Luck, good or bad, is certainly part of it. President Clinton was lucky by inheriting an accelerating economy from Bush 41, and possibly by having Republican majorities in both houses of Congress his last six years. Bush 43 was unlucky in (1) inheriting a decelerating economy from Clinton, (2) the 9/11 attacks, (3) Hurricane Katrina and some more recent ones, and (4) a hostile Democratic opposition in Congress, especially the Senate, which could and would filibuster just about anything he favored.
Concerning policy, if you were to look only at the budgets they signed into law, you would think Clinton was a Republican and Bush a Democrat.
Clinton championed the NAFTA free-trade agreement and signed it into law.
- Clinton cut the capital gains tax significantly.
- Clinton signed onto major Welfare Reform.
- Clinton signed Freedom to Farm, a major cut in agriculture subsidies.
- Clinton’s budgets led to the Federal government spending the smallest fraction of the economy since 1966.
- Clinton’s budgets were in surplus in his second term.

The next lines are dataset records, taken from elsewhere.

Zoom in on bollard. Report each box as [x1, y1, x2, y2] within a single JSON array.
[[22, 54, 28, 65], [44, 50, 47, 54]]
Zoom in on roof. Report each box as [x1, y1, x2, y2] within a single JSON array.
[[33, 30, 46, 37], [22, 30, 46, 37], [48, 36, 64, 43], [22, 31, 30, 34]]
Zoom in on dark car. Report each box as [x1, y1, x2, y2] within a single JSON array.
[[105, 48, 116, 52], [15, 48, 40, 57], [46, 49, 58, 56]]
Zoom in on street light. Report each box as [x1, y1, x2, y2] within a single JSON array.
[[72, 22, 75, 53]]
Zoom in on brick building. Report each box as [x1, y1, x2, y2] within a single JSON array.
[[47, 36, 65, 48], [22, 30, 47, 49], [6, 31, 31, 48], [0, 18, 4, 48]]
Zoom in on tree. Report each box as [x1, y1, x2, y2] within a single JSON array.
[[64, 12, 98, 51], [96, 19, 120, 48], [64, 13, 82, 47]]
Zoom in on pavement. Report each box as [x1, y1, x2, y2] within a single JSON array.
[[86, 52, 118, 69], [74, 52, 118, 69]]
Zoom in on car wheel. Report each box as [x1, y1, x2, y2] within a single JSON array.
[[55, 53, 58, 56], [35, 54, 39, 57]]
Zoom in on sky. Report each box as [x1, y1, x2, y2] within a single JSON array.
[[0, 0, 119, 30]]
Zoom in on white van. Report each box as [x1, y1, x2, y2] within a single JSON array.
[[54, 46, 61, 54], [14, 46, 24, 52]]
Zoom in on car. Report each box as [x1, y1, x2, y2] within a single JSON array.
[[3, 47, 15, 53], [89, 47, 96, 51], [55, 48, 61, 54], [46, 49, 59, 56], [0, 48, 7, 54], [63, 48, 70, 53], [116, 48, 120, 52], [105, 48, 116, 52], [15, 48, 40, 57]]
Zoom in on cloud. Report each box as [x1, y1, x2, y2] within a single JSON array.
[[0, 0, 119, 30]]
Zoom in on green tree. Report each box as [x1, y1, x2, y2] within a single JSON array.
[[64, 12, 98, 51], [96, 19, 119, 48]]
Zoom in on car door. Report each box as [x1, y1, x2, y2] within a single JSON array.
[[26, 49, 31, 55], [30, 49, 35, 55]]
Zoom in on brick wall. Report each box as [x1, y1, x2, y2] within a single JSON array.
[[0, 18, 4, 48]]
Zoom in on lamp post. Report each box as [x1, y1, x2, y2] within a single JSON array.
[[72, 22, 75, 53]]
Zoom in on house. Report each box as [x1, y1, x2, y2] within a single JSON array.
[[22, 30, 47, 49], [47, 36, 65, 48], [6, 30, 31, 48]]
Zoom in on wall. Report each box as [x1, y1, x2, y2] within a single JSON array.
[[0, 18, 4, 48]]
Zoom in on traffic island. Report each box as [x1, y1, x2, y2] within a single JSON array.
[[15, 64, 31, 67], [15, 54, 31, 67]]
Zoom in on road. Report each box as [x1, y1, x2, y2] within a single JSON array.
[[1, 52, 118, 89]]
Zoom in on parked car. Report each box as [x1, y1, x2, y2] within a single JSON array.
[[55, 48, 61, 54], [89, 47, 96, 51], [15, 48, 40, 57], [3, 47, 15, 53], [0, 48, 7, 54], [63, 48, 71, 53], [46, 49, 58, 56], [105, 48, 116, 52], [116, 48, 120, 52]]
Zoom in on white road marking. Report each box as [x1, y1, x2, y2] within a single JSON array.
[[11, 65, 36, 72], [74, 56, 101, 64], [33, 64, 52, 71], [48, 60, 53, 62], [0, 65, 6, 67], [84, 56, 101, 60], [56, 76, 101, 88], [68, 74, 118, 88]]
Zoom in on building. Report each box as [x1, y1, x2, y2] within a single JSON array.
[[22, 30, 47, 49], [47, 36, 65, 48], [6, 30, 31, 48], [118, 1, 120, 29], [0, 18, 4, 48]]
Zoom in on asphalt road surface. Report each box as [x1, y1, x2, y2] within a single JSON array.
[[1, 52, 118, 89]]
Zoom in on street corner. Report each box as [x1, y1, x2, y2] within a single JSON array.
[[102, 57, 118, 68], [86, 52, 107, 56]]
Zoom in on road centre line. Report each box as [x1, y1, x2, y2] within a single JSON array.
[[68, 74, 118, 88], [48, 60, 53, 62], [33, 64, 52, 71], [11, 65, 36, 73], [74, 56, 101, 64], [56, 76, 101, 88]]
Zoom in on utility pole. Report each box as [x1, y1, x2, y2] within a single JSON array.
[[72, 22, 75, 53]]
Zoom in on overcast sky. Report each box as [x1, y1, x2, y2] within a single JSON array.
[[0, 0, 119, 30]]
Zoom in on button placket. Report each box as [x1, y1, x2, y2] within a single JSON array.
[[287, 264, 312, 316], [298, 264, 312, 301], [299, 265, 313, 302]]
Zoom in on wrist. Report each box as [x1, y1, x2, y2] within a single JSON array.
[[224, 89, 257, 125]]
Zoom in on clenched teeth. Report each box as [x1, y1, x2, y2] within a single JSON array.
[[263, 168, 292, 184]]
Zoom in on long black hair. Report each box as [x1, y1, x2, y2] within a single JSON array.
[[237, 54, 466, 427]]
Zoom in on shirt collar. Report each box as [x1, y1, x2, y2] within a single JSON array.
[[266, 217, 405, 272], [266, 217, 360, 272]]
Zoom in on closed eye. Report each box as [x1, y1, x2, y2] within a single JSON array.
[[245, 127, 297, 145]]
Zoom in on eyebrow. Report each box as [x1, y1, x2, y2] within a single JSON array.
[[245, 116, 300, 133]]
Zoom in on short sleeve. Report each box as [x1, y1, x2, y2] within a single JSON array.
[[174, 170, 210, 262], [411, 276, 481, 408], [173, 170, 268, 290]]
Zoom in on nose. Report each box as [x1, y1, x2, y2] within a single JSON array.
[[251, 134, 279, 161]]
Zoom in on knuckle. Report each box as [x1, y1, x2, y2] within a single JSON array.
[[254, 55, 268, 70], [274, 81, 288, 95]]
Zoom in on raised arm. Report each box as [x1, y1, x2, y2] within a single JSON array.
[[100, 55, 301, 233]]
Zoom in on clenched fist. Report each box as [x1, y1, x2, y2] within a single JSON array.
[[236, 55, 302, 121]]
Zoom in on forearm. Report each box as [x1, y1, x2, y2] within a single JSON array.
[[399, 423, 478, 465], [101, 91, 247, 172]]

President Clinton did two “liberal” things. The first was a relatively minor tax increase on those making more than $200,000 per year, accomplished in his first years in office, before he had an all-Republican Congress feeding him his budgets. The second was reducing Defense spending as a fraction of GDP. The 9/11 attacks occurred at an historically low level of Defense spending, a level not seen since Pearl Harbor. (He also tried to nationalize the 15% of the economy that is health care, but the attempt was unsuccessful.)
Bush added prescription drug coverage to Medicare/Medicaid, the largest increase of entitlements since LBJ.
- Bush supported increased steel and lumber tariffs.
- Bush ended the Freedom to Farm effort and expanded ethanol subsidies.
- Bush signed on to increases in the minimum wage, the first increase in 10 years.
- Bush, with Ted Kennedy’s help, championed No Child Left Behind, a major expansion of the Federal government in to K-12 education as well as major spending increases.
- Bush’s budgets increased spending from about 18.4% of GDP to 20% and more. That cannot all be blamed on Defense and Iraq, either. Defense spending increased from about 3% of GDP to 4%, a relatively modest increase and a low total level by historical standards even in peacetime.
- Bush has not had a budget surplus since 2001.
President George W. Bush did two real “conservative” things economically: he cut income taxes modestly in his first term and he increased Defense spending.
It is hard to say we need a Democrat in the White House just because the economy was better under Clinton than Bush. On the other hand, it makes sense to say we need Republican policies in place for a better economy based on those same two Presidents. By all means, feel free to repeat Clintons policies of tax cuts, spending cuts and free trade.
If we were to grant that the economy under President Clinton was good (maybe better than Bush’s, but not as good as several other Presidents’, including Reagan’s), we should also attribute that to his policies, which were essentially Republican, and not to his party affiliation. We should also note that his last six years in office were with a Republican majority in both houses of Congress.
We should also not exaggerate. Clinton averaged 3.2% growth (with the lag). JFK and LBJ averaged 4.3%, Reagan averaged 4.1%, Nixon and Ford averaged 3.7% and Eisenhower averaged 3.6%. On the other hand, President Bush’s first term was better than his father’s, Eisenhower’s and Jimmy Carter’s, as well as LBJ’s and Clinton’s second terms.
Clinton wasn’t great and Bush isn’t terrible. More like a C+ and a C-. We have to wait another two years to get more solid numbers on Bush.
How Much Can a President Do, Really?
It’s also possible that the President just does not have than much impact on the immediate economy. After all, he’s the President of the US, not the Wizard of Oz. In the end, he is just a man behind a curtain. He can give us diplomas, but not brains. On the other hand, he can help bring about institutional changes (e.g., the federal income tax, Social Security and Medicare/Medicaid) that do impact the economy, but over a longer term, making it more difficult to tease the effects from the data.